5 Une application homogène

Les additifs doivent être appliqués de façon homogène dans la masse de fourrage. L’idéal est donc de les incorporer dans les réservoirs des ensileuses prévus à cet effet pour une pulvérisation en fines gouttelettes au niveau de l’accélérateur de l’ensileuse, favorisant ainsi une application homogène au cœur du flux de récolte. « L’application à l’arrosoir, même à chaque étalement de benne, est à proscrire car elle ne permet pas une répartition homogène dans toute la masse de fourrage. Les bactéries sont de tout petits organismes qui ne coloniseront pas tout le silo ! »

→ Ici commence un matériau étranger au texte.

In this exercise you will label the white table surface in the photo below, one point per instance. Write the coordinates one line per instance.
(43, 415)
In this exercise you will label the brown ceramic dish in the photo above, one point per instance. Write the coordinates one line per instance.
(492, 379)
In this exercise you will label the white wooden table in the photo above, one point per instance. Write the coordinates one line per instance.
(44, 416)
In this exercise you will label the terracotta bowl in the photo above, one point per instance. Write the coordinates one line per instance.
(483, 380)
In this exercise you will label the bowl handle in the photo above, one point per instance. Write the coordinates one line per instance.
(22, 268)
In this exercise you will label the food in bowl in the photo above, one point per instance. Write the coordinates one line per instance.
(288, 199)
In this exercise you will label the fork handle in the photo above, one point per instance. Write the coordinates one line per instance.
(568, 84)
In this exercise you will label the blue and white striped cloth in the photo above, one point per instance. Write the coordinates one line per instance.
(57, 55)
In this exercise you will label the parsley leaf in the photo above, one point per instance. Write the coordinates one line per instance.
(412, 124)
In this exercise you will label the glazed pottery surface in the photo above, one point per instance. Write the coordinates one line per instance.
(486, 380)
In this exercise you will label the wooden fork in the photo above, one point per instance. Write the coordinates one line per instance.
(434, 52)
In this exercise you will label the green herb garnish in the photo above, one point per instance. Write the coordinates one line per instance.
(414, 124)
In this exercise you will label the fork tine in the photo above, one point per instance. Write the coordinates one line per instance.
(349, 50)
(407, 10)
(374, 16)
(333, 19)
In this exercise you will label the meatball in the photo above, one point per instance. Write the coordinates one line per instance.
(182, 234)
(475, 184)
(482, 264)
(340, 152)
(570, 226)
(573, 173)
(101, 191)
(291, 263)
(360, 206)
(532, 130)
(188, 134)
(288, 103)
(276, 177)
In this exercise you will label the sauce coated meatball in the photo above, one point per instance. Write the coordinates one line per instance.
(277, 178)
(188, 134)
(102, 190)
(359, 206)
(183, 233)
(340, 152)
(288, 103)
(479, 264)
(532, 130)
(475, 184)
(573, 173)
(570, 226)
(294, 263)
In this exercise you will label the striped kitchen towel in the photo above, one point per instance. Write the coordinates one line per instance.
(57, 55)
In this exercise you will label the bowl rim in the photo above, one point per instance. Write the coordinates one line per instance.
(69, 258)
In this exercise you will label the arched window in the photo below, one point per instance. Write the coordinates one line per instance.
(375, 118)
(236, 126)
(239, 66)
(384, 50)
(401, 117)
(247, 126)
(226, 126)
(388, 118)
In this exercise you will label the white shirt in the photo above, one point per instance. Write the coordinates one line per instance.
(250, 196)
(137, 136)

6 Des précautions d’emploi

« Les additifs biologiques sont par définition des organismes vivants. Il convient donc de respecter certaines précautions. À savoir, le stockage des produits doit se faire dans un endroit frais et sec, sans choc thermique. Pour la dilution, mieux vaut utiliser une eau peu, voire non chlorée, à une température proche de celle du stockage des bactéries. Enfin, pour éviter les phénomènes de sédimentation dans la cuve de l’applicateur, les additifs sont à préparer par demi-journée de travail, en homogénéisant bien avant incorporation dans la cuve », conclut Anthony Uijttewaal.

Attention au dosage

Il faut apporter une dose suffisante pour bénéficier de l’efficacité technique d’un conservateur sans trop dépasser la dose du fait de son coût. Or, lors de l’application des additifs, il n’est pas toujours évident de parvenir au bon dosage. « Pour les acides et les bactéries lactiques, une fois dilués dans l’eau, il faut appliquer un certain volume par tonne de fourrage brut. Alors que sur l’ensileuse, l’unité utilisée est en litres par heure, ce qui nécessite des conversions. Pour les réaliser et ainsi appliquer la quantité recommandée, il faut essayer d’apprécier le rendement, la teneur en matière sèche et le débit de chantier », indique Anthony Uijttewaal, responsable du pôle fourrage d’Arvalis - Institut du végétal.

Côté éco

L’obtention de références est encore nécessaire pour mieux établir les domaines d’intérêt technico-économiques de l’utilisation de conservateurs. L’ajout de bactéries lactiques homofermentaires est la solution la plus efficace pour réduire les pertes de matière organique sur l’ensilage d’herbe. À titre d’exemple, avec les résultats disponibles elles permettent une réduction de 4 % de perte de matière organique. Ainsi, pour un bon ensilage à 120-150 €/tMS, « l’économie de pertes » permet de rentabiliser l’utilisation d’un conservateur qui coûterait 4,7 à 6 €/tMS. « Les dernières références issues de la bibliographie sur les effets zootechniques de l’inoculation avec des bactéries lactiques homofermentaires, en vaches laitières, mettent en avant des effets nuls à très faibles mais positifs. Ce n’est donc pas sur l’amélioration de la productivité animale qu’il faut compter pour rembourser l’investissement », souligne l’ingénieur.